There’s been a lot on the grapevine of late about AI-powered leaps forward in text-to-speech voices. From providing accent models to in-depth speaking games, next-gen TTS is poised to have a huge impact on language learning.
The catch? Much of the brand new tech isn’t available to the average user-on-the-street yet.
That’s why I was thrilled to happen across TTS service ElevenLabs recently. ElevenLabs’ stunning selection of voices powers a number of eLearning and audiobook sites already, and it’s no hype to say that they sound as close to human as you can get right now.
Even better, you can sign up for a free account that gives you 10,000 characters of text-to-speech conversion each month. For $5 a month you can up that to 30,000 characters too, as well as access voice-cloning features. Just imagine the hours of fun if you want to hear ‘yourself’ speak any number of languages!
Using ElevenLabs in Your Own Learning
There’s plenty to do for free, though. For instance, if you enjoy the island technique in your learning, you can get ElevenLabs to record your passages for audio practice / rote memorising. I make this an AI double-whammy, using ChatGPT to help prepare my topical ‘islands’ before pasting them into ElevenLabs.
The ChatGPT > ElevenLabs workflow is also brilliant for dialogue modelling. On my recent Sweden trip, I knew that a big conversational contact point would be ordering at coffee shops. This is the prompt I used to get a cover-all-bases model coffee-shop convo:
Create a comprehensive model dialogue in Swedish to help me learn and practise for the situation “ordering coffee in a Malmö coffee shop”.
Try to include the language for every eventuality / question I might be asked by the coffee shop employee. Ensure that the language is colloquial and informal, and not stilted.
The output will be pasted into a text-to-speech generator, so don’t add speaker names to the dialogue lines – just a dash will suffice to indicate a change of speaker.

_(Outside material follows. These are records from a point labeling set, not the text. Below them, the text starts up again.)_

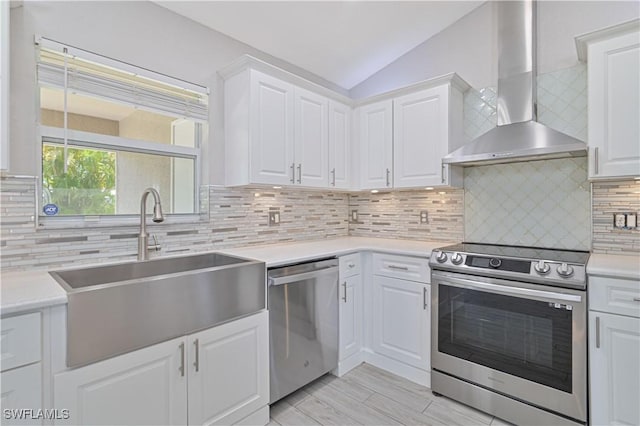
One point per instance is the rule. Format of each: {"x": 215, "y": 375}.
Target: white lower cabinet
{"x": 401, "y": 321}
{"x": 614, "y": 351}
{"x": 217, "y": 376}
{"x": 229, "y": 372}
{"x": 22, "y": 389}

I then ran off the audio file with ElevenLabs, and hey presto! Custom real-world social prep. You can’t specify different voices in the same file, of course. But you could run off the MP3 twice, in different voices, then splice it up manually in an audio editor like Audacity for the full dialogue effect. Needless to say, it’s also a great way for teachers to make custom listening activities.
The ElevenLabs voices are truly impressive – it’s worth setting up a free account just to play with the options and come up with your own creative use cases. TTS is set to only get better in the coming months – we’re excited to see where it leads!